The conservative investors — companies themselves — are reluctant to tell other firms what to do, Yagi said. But if they signed the stewardship code, they’d have little choice. They’d have to disclose everything from how they guide management to how they vote at shareholders meetings.

And that can be awkward. For example, they might have to vote against the re-election of the president of an affiliated company or key business partner.

Yagi, who’s worked at the security company’s fund for more than 20 years and led it for half that time, found a way around that conflict. Secom basically doesn’t hold such stocks. But he said other corporate pension heads, who generally stay in the role for three to five years, don’t have time to develop their own styles.

Yagi started breaking from the pack as he sought to protect Secom from recurring financial shocks, from the Asian crisis in 1997 to the global meltdown of 2008. First, he sold equities to avoid losses, but then he decided he wasn’t going to flee to bonds.

“What on earth does it mean if listed companies’ pension funds shun the Japanese stock market?” he said. “It’s a massive contradiction. They’re strangling themselves.”

Close to half of Secom’s ¥90.3 billion is in equities, mostly Japanese shares, Yagi said. That’s about twice the level of peers, according to a survey of about 100 public and corporate pension funds by Rating & Investment Information Inc. Virtually all of Secom’s domestic stock holdings are actively managed.

To make it safe to buy more shares, Yagi needed to insulate his fund from crises.

After experimenting with standard investing styles, including growth and value, he turned to ESG investing. Yagi instructed his external money managers to pick well-governed companies, betting they’d bounce back faster from downturns.

He said academics are still debating whether ESG investing reduces risk, but Secom’s two main ESG funds outperformed the benchmark stock gauge with lower volatility over the past five years. (It’s difficult to compare Secom’s returns with other corporate pension funds because the funds don’t disclose this information.)

Yagi, who stepped down from the lead role at the fund last September and now has an advisory position, started ESG investing the week after the March 2011 Tohoku earthquake. It now accounts for more than 95 percent of Secom’s Japanese equity holdings.

The main ESG funds hold fewer than 30 stocks, which Yagi declined to identify, but he said they prefer firms that pay good dividends.

Some commentators are skeptical.

“Most pension fund directors in Japan think the Secom way is quite unusual,” said Sadayuki Horie, a senior researcher at Nomura Research Institute and former high-ranking official at Japan’s ¥145 trillion Government Pension Investment Fund. “Yagi-san’s fund is a rarity.”

More than three years since the introduction of the stewardship code, Horie said most corporate pension funds don’t see Yagi as an example to follow.
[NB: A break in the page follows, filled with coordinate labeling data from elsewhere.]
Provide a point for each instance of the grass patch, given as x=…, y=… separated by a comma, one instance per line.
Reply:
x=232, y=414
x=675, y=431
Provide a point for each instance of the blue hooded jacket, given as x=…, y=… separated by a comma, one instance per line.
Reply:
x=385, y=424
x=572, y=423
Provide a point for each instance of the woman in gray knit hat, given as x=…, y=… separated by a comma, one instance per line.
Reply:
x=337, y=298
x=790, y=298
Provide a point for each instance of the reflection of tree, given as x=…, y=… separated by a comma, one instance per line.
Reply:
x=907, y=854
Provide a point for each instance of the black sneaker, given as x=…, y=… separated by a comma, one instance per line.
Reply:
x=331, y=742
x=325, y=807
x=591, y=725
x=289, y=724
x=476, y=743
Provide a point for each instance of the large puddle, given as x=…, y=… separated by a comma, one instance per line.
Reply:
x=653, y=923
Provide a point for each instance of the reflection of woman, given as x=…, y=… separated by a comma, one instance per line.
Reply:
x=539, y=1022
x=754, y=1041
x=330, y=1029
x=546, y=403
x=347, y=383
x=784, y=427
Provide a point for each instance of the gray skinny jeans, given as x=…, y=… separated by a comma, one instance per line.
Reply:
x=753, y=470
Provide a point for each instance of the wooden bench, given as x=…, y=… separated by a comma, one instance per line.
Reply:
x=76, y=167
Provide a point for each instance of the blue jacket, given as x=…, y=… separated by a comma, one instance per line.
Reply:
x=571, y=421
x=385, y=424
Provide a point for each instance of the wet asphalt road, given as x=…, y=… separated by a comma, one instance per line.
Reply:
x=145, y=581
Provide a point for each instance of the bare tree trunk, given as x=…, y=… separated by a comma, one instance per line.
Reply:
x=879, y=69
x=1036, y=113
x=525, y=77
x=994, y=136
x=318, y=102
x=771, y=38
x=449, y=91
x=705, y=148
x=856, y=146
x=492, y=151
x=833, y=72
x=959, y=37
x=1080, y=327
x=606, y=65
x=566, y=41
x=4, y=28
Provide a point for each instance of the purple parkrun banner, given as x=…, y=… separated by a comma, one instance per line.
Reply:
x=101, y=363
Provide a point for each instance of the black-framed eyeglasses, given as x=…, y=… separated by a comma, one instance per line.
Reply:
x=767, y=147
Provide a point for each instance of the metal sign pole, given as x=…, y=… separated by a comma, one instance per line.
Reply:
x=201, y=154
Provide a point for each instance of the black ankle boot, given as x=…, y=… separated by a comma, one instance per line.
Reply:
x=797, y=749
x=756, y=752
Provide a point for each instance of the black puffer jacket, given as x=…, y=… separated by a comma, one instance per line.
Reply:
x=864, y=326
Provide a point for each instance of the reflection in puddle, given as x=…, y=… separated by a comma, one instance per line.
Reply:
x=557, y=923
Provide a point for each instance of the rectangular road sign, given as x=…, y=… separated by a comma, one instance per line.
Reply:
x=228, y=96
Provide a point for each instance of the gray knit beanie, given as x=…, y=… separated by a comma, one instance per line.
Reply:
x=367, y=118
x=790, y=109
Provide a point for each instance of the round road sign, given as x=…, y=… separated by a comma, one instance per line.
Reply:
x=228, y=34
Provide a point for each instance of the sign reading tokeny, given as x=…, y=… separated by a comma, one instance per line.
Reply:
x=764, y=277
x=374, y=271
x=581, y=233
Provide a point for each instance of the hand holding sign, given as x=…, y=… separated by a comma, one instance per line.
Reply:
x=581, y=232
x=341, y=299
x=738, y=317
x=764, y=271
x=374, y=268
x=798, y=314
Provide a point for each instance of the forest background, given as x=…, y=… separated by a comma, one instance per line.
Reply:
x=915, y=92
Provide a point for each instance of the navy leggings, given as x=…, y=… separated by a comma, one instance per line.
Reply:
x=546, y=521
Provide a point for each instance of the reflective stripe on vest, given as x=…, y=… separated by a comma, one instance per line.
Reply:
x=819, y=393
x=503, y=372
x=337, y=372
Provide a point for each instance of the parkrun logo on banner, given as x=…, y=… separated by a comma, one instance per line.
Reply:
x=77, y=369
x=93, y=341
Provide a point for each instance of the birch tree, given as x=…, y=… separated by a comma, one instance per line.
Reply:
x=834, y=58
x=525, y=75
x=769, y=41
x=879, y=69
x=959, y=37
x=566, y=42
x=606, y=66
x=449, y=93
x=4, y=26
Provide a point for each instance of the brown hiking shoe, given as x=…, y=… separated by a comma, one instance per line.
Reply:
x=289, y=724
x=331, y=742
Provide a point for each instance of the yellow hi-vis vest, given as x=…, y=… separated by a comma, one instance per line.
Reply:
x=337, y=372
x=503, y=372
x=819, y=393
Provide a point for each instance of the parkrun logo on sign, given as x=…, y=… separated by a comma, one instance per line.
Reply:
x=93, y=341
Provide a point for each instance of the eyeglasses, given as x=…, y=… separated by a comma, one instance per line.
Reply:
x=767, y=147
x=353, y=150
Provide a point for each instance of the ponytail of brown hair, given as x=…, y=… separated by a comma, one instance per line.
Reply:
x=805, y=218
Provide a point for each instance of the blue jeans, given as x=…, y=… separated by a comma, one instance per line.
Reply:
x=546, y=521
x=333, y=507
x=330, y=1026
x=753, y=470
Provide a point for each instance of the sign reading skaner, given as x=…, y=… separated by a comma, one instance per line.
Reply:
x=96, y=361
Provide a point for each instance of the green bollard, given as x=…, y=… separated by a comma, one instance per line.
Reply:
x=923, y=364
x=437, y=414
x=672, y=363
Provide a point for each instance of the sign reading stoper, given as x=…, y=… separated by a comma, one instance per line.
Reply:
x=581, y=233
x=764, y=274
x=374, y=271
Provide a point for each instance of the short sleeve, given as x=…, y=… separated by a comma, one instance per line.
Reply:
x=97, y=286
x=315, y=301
One big fund needs to sign up for others to do the same, he said.

Aeon Co., Japan’s biggest publicly traded employer, is still gathering information on the code, a spokeswoman said. Panasonic Corp., which has more than 250,000 staff, is considering its response, said spokeswoman Kyoko Ishii. Omron Corp., which has won awards for corporate governance, said it’s considering signing up.

Horie of Nomura Research Institute agreed that Japan Inc.’s pension funds are reluctant to be active stewards but said that’s a feature of corporate pensions the world over. Japanese funds’ aversion to stocks makes sense, he said, because 98 percent of them are overfunded.

Others are not so charitable.

“The only way you can explain this behavior pattern is to say that, let’s face it, senior executives don’t want active proxy voting and engagement in the market,” said Nicholas Benes, the Tokyo-based head of the Board Director Training Institute of Japan. He said they fear “blowback” at their own shareholders meetings. Judging by their actions, “they care more about that than they do about their employees’ funds,” he said.

Asked whether it’s difficult to stand out in conformist Japan, Yagi said “doing the same as everyone else is riskier.” Plus, he’s too busy trying to convince others to change their ways to even notice, he said.

There are signs Secom won’t be the lone signatory much longer. A government-led report earlier this year urged corporate pension funds to accept the code.